Of course no one was amazed more than Jimmy… when he stumbled across the translator program on the Internet while writing this blog.

Wednesday, November 4, 2009

The Alps

Me Knows Better Than To Say This... But I will. Jimmy had to send
this one out. I could not come up with anything cynical to say.
Don't think I am going soft here, but I had to send off a preview of
the Alps. Beautiful. Even taken with my phone... And through a
window, I hope you can enjoy.

Looking out at the switchback roads, I can safely say that Jimmy's
wife would stay in town and shop... and collect the insurance money a
little later. Just beautiful... I must take a trip to Switzerland
some day. I would probably fall off the mountain taking photos. The
photo does not do justice to the view at all.

Monday, November 2, 2009

Life is Good in Italy

Me Knows Better Than to Say This… but I will. Life is good in Italy if you don’t need a phone, TV or the Internet. Jimmy dropped off his bags in his hotel room and had to return to the front desk to ask about the phone… or lack thereof. “Can I call out from my room?”

The hotel clerk responded, “Si, si… you can use-a the phone-a in the room-a.”

“But sir, there is no phone in my room… just bare wires sticking out of the wall.”

“No phone-a in the room-a?”

“Yes, just wires.”

“Oh, si, si… sorry then… no phone-a.”

“How about the TV?”

“Si, si… TV in room-a.”

“Yes, I know. TV in room sitting on table, but no way to turn it on.”

“Use-a the remote control-a.”

“But the problem is there is no remote control and no controls on the TV itself. It just stays black.”

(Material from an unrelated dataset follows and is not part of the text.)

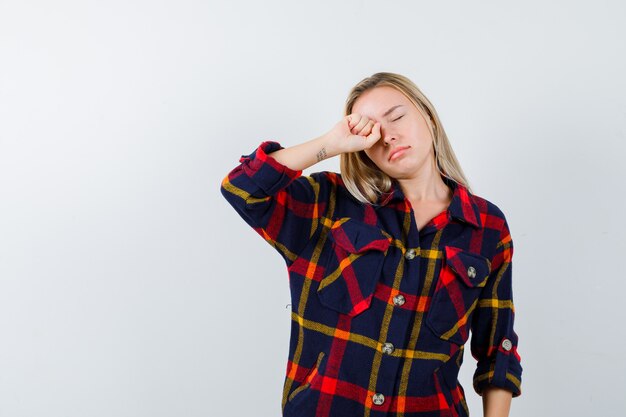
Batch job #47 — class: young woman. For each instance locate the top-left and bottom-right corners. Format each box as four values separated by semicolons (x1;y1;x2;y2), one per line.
221;73;522;417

“Si, si… sorry. Perhaps when you get back-a to da room-a… you a call-a house keeping about-a the remote control-a?”

“Uh… like I said… no phone. Oh, don’t worry, I’ll just go back to my room and work on the internet.”

“Oh seniora… internet only available across-a da street-a… at restaurant-a.”

“Grazie. I’ll just go over there in my pajamas.”

“Si, si…”

Jimmy decided to have a chocolatta cappuccino to stay up since, besides no alarm clock in the room, how could I get a wake up call? Life is good without electronic stimuli. This is a laid back country. No need for all that messy stuff like worka.

Welcome to Italy

Me Knows Better Than to Say This… but I will. Life definitely is different in Italy. Just after landing in Venice, the plane taxied to the terminal and everyone jumped up trying to get off the plane. After a few moments of no movement, the captain’s voice boomed over the intercom, “We’re going to have to wait another 15 minutes or so. The ground crew arrived, but they forgot to bring the stairs. They sent someone back to get it.”


Welcome to Italy. Life is Good. You-a don’ta worry, we drinka Expresso then we come-a backa and getta you. Ciao.

Italy is so laid back. Jimmy wonders how close to a coma Italians would be if they stopped drinking Expresso.

Oh Crap… Curry Revisited

Me Knows Better Than to Say This… but I will. Not sure if Northwest Airlines knows what they are doing to me or if the dietitian knows the misery they are placing on their customers. Two for two on flights now … is there something about curry spice they have to serve… and I’m not even going to India. But the announcement about the food choices brought the words, “Oh crap… not this again” to my lips. Then Jimmy thought better about his choice of words. We don’t need a repeat of that blog do we?